Doña Isabel ou la Véridique et Très Mystérieuse Histoire d'une Créole perdue dans la forêt des Amazones / Mouchard Christel. – 2e éd. – Paris : Editions Points, 2013. – ISBN 978-2-7578-3474-9. – Col. Grands romans, P 3037
La page de titre l'indique, ce livre est un roman. Mais si Christel Mouchard a choisi cette forme littéraire, son travail est pourtant bien documenté : en particulier, elle est le premier auteur de langue française à utiliser le contenu de l'enquête menée dans l'audience de Quito entre mai et décembre 1770 : "Sobre la perdida de la familia de don Pedro Grameson en la provincia de Mainas". Elle reprend pourtant une inexactitude en évoquant une « disparition » de Morainville qui n'a jamais eu lieu, et il me semble qu'au début de son épilogue elle confond Louis XV et Louis XIV.
La matière de son roman, c'est la dramatique descente de l'Amazone par Ysabel Grameson Godyn (c'est ainsi qu'elle signe d'après un document conservé par un descendant des proches du couple) en 1769/1770, lorsqu'elle entreprend de rejoindre son mari, Jean Godin, Saint-Amandois d'origine, installé à Cayenne depuis vingt ans. D'autres notes de lecture, en particulier celle concernant "Le procès des étoiles", de Florence Trystram, évoquent cet événement porté à la connaissance du public par Charles-Marie de La Condamine, qui fait publier la lettre par laquelle Jean Godin le lui raconte fin 1773 ou début 1774. Cette "Lettre de Monsieur Godin des Odonais" sera rééditée, y compris en 2009 sous le titre "La naufragée des Amazones" par les Editions François Chaudun.

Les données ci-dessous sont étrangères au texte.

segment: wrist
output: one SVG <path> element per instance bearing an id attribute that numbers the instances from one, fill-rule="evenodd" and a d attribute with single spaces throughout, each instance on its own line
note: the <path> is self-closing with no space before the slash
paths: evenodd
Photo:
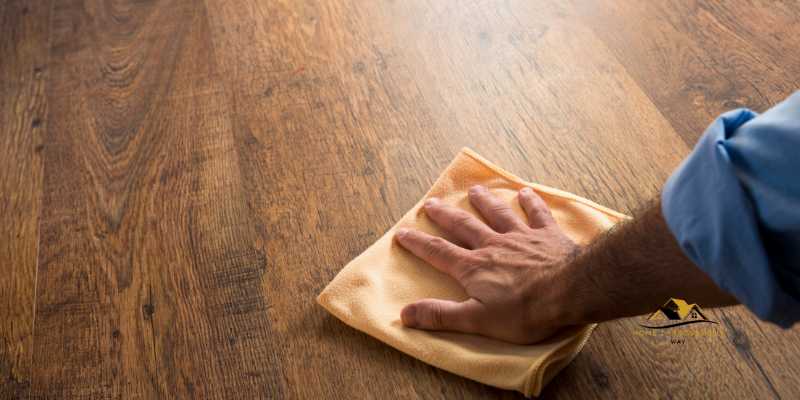
<path id="1" fill-rule="evenodd" d="M 564 325 L 583 325 L 586 321 L 586 301 L 579 290 L 574 263 L 565 263 L 559 268 L 557 280 L 558 299 L 556 300 L 559 321 Z"/>
<path id="2" fill-rule="evenodd" d="M 555 304 L 563 325 L 584 325 L 603 320 L 598 315 L 597 305 L 606 300 L 605 294 L 591 276 L 590 267 L 582 262 L 581 251 L 576 251 L 558 268 Z"/>
<path id="3" fill-rule="evenodd" d="M 576 259 L 582 249 L 576 247 L 559 264 L 546 269 L 548 276 L 531 274 L 522 285 L 526 325 L 531 328 L 583 325 L 589 321 L 590 301 Z"/>

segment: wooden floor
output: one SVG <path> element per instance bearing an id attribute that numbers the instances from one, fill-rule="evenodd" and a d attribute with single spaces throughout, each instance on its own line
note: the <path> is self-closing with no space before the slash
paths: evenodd
<path id="1" fill-rule="evenodd" d="M 2 0 L 0 398 L 517 398 L 314 297 L 462 146 L 631 212 L 798 48 L 792 1 Z M 709 316 L 545 396 L 800 398 L 800 328 Z"/>

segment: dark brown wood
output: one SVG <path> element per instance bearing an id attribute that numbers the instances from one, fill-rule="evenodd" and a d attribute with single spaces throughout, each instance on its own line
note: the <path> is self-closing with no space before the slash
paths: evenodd
<path id="1" fill-rule="evenodd" d="M 777 1 L 581 2 L 577 7 L 692 146 L 720 113 L 764 111 L 800 85 L 800 6 Z"/>
<path id="2" fill-rule="evenodd" d="M 0 398 L 31 383 L 50 2 L 0 2 Z"/>
<path id="3" fill-rule="evenodd" d="M 519 398 L 314 298 L 462 146 L 632 212 L 718 113 L 763 110 L 800 73 L 791 2 L 7 1 L 0 16 L 2 398 Z M 800 329 L 706 311 L 718 337 L 602 324 L 545 396 L 800 395 Z"/>
<path id="4" fill-rule="evenodd" d="M 278 393 L 205 8 L 58 2 L 53 32 L 33 397 Z"/>

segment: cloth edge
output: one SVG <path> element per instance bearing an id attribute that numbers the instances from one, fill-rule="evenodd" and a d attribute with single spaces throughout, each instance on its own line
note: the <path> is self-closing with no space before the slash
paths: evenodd
<path id="1" fill-rule="evenodd" d="M 608 214 L 608 215 L 613 216 L 615 218 L 620 218 L 620 219 L 630 219 L 631 218 L 631 217 L 629 217 L 629 216 L 627 216 L 627 215 L 625 215 L 625 214 L 623 214 L 623 213 L 621 213 L 619 211 L 614 211 L 614 210 L 612 210 L 612 209 L 610 209 L 610 208 L 608 208 L 606 206 L 600 205 L 600 204 L 595 203 L 595 202 L 593 202 L 593 201 L 591 201 L 589 199 L 586 199 L 584 197 L 580 197 L 580 196 L 578 196 L 576 194 L 565 192 L 563 190 L 556 189 L 554 187 L 550 187 L 550 186 L 547 186 L 547 185 L 528 182 L 528 181 L 526 181 L 526 180 L 524 180 L 522 178 L 519 178 L 518 176 L 512 174 L 511 172 L 506 171 L 502 167 L 494 164 L 493 162 L 483 158 L 483 156 L 481 156 L 480 154 L 476 153 L 474 150 L 472 150 L 469 147 L 461 148 L 460 152 L 463 153 L 463 154 L 468 155 L 469 157 L 471 157 L 475 161 L 483 164 L 487 168 L 489 168 L 489 169 L 493 170 L 494 172 L 497 172 L 498 174 L 500 174 L 503 178 L 506 178 L 506 179 L 508 179 L 508 180 L 510 180 L 512 182 L 515 182 L 515 183 L 518 183 L 518 184 L 524 185 L 524 186 L 530 186 L 532 189 L 536 189 L 536 191 L 544 192 L 544 193 L 547 193 L 547 194 L 549 194 L 551 196 L 561 197 L 563 199 L 568 199 L 568 200 L 572 200 L 572 201 L 581 203 L 583 205 L 586 205 L 586 206 L 589 206 L 591 208 L 594 208 L 597 211 L 600 211 L 600 212 L 602 212 L 604 214 Z"/>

Entre le départ du village de Canelos d'Ysabel et de sa suite, et l'arrivée d'Ysabel, que l'on croyait morte comme ses proches et plusieurs serviteurs, à la mission d'Andoas, la chronologie de certains épisodes est un peu floue. La vie d'Ysabel pendant les vingt ans de séparation avec son mari est très peu documentée. C'est ce qui laisse à Christel Mouchard un espace (ou plutôt un temps) pour développer sa fiction. Elle imagine La Condamine, dévoré de curiosité devant les imprécisions du récit de Jean, passer à Saint-Amand deux jours et la nuit qui les sépare, et repartir enfin dépositaire des secrets gardés par Ysabel.
Je ne suis plus un grand lecteur de romans, mais j'ai beaucoup aimé l'utilisation par Christel Mouchard de la réputation faite à La Condamine pour construire son personnage, moteur de la dynamique du récit, qui m'a maintenu jusqu'à la fin dans l'attente de la clôture du récit. Je suis plus réservé sur un ou deux éléments de la fiction dont le romanesque me paraît plus proche du romanesque des romans populaires que de celui des romans « d'auteur » (préciser davantage risquerait de priver d'éventuels lecteurs d'une partie du plaisir que ce livre peut leur procurer).